On this Christmas Day 2018 when the world seems so topsy-turvy, I give you the words of Henry Wadsworth Longfellow, written on Christmas Day 1863 in the middle of the American Civil War. (It was published two years later, February 1865.) The poem starts out rather melancholy, moves to despair, and ends in hope.

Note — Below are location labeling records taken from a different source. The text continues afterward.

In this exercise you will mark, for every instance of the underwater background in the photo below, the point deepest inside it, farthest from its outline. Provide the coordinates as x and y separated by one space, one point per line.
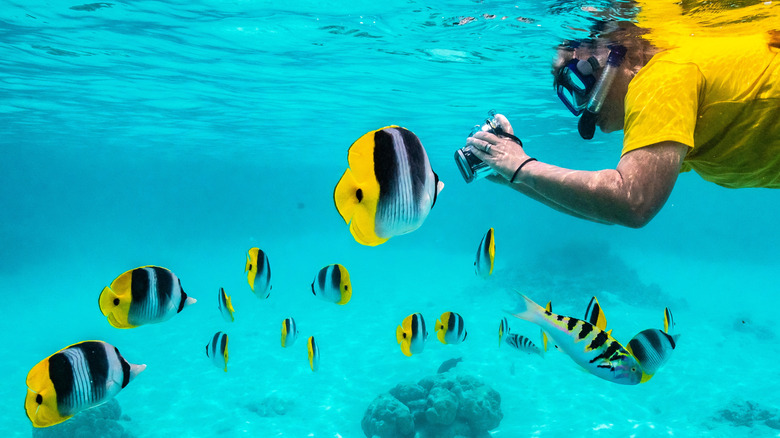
183 133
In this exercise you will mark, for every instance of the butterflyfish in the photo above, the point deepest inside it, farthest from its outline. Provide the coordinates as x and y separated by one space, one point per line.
450 328
216 350
332 284
521 343
411 334
258 271
389 187
145 295
668 321
225 306
289 332
652 348
589 346
486 255
503 330
78 377
314 354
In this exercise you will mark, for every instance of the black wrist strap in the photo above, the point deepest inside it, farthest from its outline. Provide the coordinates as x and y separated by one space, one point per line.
511 181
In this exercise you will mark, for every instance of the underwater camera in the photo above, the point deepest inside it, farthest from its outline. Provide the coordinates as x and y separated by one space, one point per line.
471 167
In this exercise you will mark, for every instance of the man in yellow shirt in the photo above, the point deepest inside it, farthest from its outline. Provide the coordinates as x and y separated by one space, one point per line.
712 106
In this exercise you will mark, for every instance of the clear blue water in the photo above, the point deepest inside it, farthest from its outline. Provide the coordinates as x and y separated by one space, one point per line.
183 133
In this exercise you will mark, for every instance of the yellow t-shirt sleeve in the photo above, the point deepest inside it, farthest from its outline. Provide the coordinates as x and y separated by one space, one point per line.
662 105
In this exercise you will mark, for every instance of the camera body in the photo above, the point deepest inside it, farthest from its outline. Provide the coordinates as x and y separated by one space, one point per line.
471 167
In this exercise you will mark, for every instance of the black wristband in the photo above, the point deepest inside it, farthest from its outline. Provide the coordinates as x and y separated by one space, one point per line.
511 181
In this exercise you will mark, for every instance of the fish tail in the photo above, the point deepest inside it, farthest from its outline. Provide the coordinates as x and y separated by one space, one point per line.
527 309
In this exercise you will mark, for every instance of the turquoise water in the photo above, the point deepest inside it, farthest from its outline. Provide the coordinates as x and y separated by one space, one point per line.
181 134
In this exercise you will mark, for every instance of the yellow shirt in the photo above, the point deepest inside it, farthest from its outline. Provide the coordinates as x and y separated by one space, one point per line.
719 96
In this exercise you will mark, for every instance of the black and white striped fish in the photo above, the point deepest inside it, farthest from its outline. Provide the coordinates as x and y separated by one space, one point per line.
78 377
389 187
225 306
521 343
486 255
258 272
289 332
450 328
332 284
216 350
589 346
652 348
145 295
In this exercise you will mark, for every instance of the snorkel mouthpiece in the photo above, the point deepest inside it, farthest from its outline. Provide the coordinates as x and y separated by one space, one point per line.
587 124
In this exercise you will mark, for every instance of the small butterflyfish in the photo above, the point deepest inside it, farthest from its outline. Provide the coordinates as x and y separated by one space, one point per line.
314 354
503 330
258 271
411 334
289 332
652 348
332 284
216 350
450 328
78 377
145 295
486 255
521 343
225 306
668 321
589 346
389 187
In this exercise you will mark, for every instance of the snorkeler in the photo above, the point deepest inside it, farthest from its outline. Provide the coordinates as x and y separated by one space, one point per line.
711 106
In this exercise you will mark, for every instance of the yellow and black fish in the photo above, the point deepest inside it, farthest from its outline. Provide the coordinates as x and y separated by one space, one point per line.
411 334
216 350
332 284
289 332
225 306
78 377
258 271
486 255
652 348
314 354
503 330
589 346
521 343
450 328
145 295
389 187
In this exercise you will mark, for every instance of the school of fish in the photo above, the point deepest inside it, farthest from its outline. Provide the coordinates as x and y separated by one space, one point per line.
388 190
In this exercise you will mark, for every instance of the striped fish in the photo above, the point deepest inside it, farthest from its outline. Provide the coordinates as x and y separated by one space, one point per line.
589 346
411 334
78 377
258 270
389 187
450 328
503 330
225 306
314 354
668 321
652 348
216 350
486 254
521 343
289 332
145 295
332 284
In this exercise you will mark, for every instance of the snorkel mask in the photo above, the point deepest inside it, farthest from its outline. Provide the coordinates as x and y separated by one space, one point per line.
582 94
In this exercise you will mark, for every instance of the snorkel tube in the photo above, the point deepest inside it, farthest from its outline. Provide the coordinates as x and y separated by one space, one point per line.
587 123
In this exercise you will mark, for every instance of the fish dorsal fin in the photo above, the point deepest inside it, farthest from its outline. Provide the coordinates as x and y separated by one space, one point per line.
595 315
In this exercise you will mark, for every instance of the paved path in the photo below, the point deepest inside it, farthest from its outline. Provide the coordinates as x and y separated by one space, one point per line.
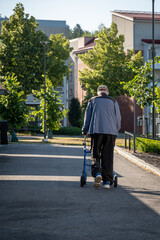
41 197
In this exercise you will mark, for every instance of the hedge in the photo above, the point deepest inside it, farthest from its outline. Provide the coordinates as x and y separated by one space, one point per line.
68 131
148 145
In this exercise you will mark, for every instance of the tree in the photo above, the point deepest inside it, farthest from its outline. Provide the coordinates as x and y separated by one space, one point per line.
75 113
54 108
58 51
107 63
12 105
21 52
139 87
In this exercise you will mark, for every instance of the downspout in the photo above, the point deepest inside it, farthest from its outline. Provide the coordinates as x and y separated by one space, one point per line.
134 134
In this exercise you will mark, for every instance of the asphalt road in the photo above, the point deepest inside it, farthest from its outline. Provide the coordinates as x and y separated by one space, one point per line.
41 197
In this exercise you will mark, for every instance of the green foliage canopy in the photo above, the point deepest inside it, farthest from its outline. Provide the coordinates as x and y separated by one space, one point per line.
21 52
12 105
75 113
54 108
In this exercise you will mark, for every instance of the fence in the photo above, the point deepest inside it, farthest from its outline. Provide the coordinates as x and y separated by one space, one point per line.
128 135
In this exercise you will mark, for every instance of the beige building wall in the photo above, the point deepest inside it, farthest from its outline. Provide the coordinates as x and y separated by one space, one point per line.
143 30
125 27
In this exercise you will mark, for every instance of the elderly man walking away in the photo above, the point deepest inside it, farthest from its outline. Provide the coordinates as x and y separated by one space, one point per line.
102 121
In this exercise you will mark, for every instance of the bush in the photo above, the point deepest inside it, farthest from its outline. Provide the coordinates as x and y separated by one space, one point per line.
148 145
68 131
75 113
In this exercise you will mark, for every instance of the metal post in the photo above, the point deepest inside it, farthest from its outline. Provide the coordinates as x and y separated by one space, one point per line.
44 91
153 53
44 44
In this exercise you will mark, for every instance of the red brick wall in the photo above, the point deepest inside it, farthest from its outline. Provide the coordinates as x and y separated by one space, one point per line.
126 105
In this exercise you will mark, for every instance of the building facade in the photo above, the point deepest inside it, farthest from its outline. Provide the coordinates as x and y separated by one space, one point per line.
137 30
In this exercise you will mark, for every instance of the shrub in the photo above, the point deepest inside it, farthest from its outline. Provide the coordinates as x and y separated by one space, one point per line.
68 131
148 145
75 113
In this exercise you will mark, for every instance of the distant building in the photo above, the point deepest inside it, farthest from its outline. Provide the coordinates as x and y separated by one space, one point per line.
137 30
50 26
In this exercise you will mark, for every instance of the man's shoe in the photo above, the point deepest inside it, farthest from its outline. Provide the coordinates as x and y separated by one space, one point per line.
106 185
97 181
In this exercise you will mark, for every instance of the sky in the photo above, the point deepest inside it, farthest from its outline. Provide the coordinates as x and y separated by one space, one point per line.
88 13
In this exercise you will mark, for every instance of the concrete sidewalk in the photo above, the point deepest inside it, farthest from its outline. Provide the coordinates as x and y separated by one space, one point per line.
41 197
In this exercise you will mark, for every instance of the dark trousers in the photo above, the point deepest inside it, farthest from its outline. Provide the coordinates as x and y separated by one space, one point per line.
102 153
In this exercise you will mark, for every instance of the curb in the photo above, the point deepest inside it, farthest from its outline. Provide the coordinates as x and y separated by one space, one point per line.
139 162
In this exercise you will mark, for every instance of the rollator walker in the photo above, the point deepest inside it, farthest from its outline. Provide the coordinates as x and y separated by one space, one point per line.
87 164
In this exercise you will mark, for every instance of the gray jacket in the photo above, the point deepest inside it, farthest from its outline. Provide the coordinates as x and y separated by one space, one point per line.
102 116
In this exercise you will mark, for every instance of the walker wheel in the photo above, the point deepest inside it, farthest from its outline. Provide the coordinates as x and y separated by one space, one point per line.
115 181
82 182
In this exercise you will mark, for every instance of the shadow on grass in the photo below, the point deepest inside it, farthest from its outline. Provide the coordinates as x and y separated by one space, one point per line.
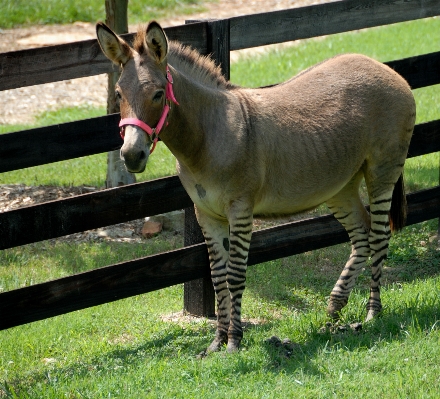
389 327
413 255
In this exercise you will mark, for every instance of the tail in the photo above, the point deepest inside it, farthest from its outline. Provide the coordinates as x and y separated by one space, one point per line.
398 206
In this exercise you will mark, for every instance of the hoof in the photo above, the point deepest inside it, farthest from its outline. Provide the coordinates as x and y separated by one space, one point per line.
372 313
233 346
215 346
334 312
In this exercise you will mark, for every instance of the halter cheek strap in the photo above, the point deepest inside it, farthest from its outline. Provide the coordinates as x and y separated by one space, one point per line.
153 132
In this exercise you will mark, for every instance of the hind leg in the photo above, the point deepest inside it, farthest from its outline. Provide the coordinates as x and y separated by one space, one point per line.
378 240
347 207
380 180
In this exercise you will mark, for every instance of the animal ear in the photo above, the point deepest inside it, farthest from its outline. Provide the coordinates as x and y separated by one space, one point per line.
114 48
156 41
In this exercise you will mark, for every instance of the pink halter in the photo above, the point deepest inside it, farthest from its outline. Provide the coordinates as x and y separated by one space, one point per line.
153 132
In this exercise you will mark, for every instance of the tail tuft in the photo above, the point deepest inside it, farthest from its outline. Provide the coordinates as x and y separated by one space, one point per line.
398 209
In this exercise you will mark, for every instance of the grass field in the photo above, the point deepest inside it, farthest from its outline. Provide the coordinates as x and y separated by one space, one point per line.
15 13
131 349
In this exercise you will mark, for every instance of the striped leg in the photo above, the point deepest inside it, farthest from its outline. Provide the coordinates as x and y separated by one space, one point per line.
347 207
378 240
216 235
239 242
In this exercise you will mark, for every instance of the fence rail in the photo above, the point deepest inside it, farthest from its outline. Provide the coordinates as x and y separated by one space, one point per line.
55 143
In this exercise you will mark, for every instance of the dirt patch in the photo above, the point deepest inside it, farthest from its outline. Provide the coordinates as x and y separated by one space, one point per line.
20 106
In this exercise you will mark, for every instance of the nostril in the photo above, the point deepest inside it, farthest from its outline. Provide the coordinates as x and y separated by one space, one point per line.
142 155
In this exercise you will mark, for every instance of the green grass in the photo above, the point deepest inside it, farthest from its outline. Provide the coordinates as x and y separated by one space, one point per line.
15 13
127 349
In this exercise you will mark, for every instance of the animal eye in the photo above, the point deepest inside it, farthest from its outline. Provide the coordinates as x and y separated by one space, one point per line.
158 96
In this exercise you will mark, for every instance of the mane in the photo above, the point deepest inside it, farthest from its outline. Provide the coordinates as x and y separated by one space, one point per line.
190 62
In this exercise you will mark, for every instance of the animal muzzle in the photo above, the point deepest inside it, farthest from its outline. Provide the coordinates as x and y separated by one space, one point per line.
135 151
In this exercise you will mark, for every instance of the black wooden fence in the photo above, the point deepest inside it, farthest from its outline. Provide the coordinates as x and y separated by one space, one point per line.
70 140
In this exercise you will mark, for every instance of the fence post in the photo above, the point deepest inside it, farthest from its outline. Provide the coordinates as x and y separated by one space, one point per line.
117 20
199 296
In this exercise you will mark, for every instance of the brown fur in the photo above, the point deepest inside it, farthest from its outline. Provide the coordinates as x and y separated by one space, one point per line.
273 151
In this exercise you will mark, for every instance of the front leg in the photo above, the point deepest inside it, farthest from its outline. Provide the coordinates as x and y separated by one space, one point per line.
216 233
239 243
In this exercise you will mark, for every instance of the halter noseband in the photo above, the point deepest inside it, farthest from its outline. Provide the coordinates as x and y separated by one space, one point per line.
153 132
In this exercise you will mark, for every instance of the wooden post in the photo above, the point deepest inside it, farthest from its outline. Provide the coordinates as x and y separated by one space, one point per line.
199 295
116 19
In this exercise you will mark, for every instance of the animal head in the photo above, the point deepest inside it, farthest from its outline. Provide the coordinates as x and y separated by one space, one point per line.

May you find joy and hope in the notion that wrong shall fail and right prevail this holiday season. A voice, a chime, a chant sublime - Merry Christmas!
Christmas Bells
Christmas Bells
by Henry Wadsworth Longfellow
I heard the bells on Christmas Day
Their old, familiar carols play,
And wild and
sweet
The words
repeat
Of peace on earth, good-will to men!
And thought how, as the day had come,
The belfries of all Christendom
Had rolled
along
The unbroken
song
Of peace on earth, good-will to men!
Till ringing, singing on its way,
The world revolved from night to day,
A voice, a
chime,
A chant sublime
Of peace on earth, good-will to men!
Then from each black, accursed mouth
The cannon thundered in the South,
And with the
sound
The carols
drowned
Of peace on earth, good-will to men!
It was as if an earthquake rent
The hearth-stones of a continent,
And made
forlorn
The households
born
Of peace on earth, good-will to men!
And in despair I bowed my head;
“There is no peace on earth," I said;
“For hate is
strong,
And mocks the
song
Of peace on earth, good-will to men!”
Then pealed the bells more loud and deep:
“God is not dead, nor doth He sleep;
The Wrong shall
fail,
The Right
prevail,
With peace on earth, good-will to men.”